Senne Vits

Personal information
- Date of birth: 31 August 1996 (age 29)
- Place of birth: Leuven, Belgium
- Height: 1.89 m (6 ft 2 in)
- Position: Goalkeeper

Team information
- Current team: FF Jaro
- Number: 1

Senior career*
- Years: Team / Apps / (Gls)
- 2013–2015: Oud-Heverlee Leuven / 0 / (0)
- 2015–2017: Standard Liège / 0 / (0)
- 2017: → MVV Maastricht (loan) / 0 / (0)
- 2017–2018: Sporting Hasselt
- 2018–2019: Lierse SK / 4 / (0)
- 2019–2020: Helmond Sport / 0 / (0)
- 2020–2021: RCS Brainois
- 2021–2022: FC Victoria Rosport / 17 / (0)
- 2022: K. Rupel Boom FC / 12 / (0)
- 2023: Dalkurd FF / 29 / (0)
- 2024: Vasalund IF / 29 / (0)
- 2025: Strømmen IF / 26 / (0)
- 2026–: FF Jaro / 17 / (0)

International career^{‡}
- 2012: Belgium U16 / 2 / (0)
- 2013: Belgium U18 / 1 / (0)
- 2015: Belgium U19 / 2 / (0)

= Senne Vits =

Belgian footballer (born 1996)

Senne Vits (born 31 August 1996) is a Belgian professional footballer who plays as a goalkeeper for FF Jaro.

==Early life==
Vits was born on 31 August 1996. Born in Leuven, Belgium, he is a native of the city.

==Club career==
As a youth player, Vits joined the youth academy of Belgian side OH Leuven and was promoted to the club's senior team in 2013, where he made zero league appearances. Six years later, he signed for Dutch side Helmond Sport, where he made zero league appearances. Following his stint there, he signed for Luxembourgian side FC Victoria Rosport in 2021, where he made seventeen league appearances.

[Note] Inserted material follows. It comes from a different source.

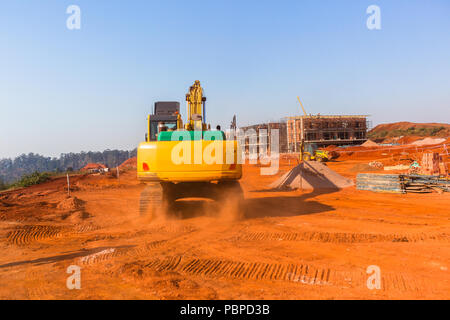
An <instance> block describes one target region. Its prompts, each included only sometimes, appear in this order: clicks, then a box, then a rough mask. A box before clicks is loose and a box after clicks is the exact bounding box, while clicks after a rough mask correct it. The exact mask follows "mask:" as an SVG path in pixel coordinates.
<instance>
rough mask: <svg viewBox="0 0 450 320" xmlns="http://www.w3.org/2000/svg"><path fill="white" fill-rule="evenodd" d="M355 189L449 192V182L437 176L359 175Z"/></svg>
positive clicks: (400, 190) (397, 192)
mask: <svg viewBox="0 0 450 320" xmlns="http://www.w3.org/2000/svg"><path fill="white" fill-rule="evenodd" d="M356 188H357V189H358V190H369V191H374V192H386V193H409V192H411V193H429V192H434V191H437V192H450V180H449V179H444V178H439V176H424V175H403V174H374V173H359V174H358V175H357V177H356Z"/></svg>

Six months layer, he signed for Swedish side Dalkurd FF, where he made twenty-nine league appearances. Subsequently, he signed for Norwegian side Strømmen IF in 2025, where he made twenty-six league appearances and helped the club achieve promotion from the third tier to the second tier. Ahead of the 2026 season, he signed for Finnish side FF Jaro.

==International career==
Vits is a Belgium youth international. During the spring of 2015, he played for the Belgium national under-19 football team for 2015 UEFA European Under-19 Championship qualification.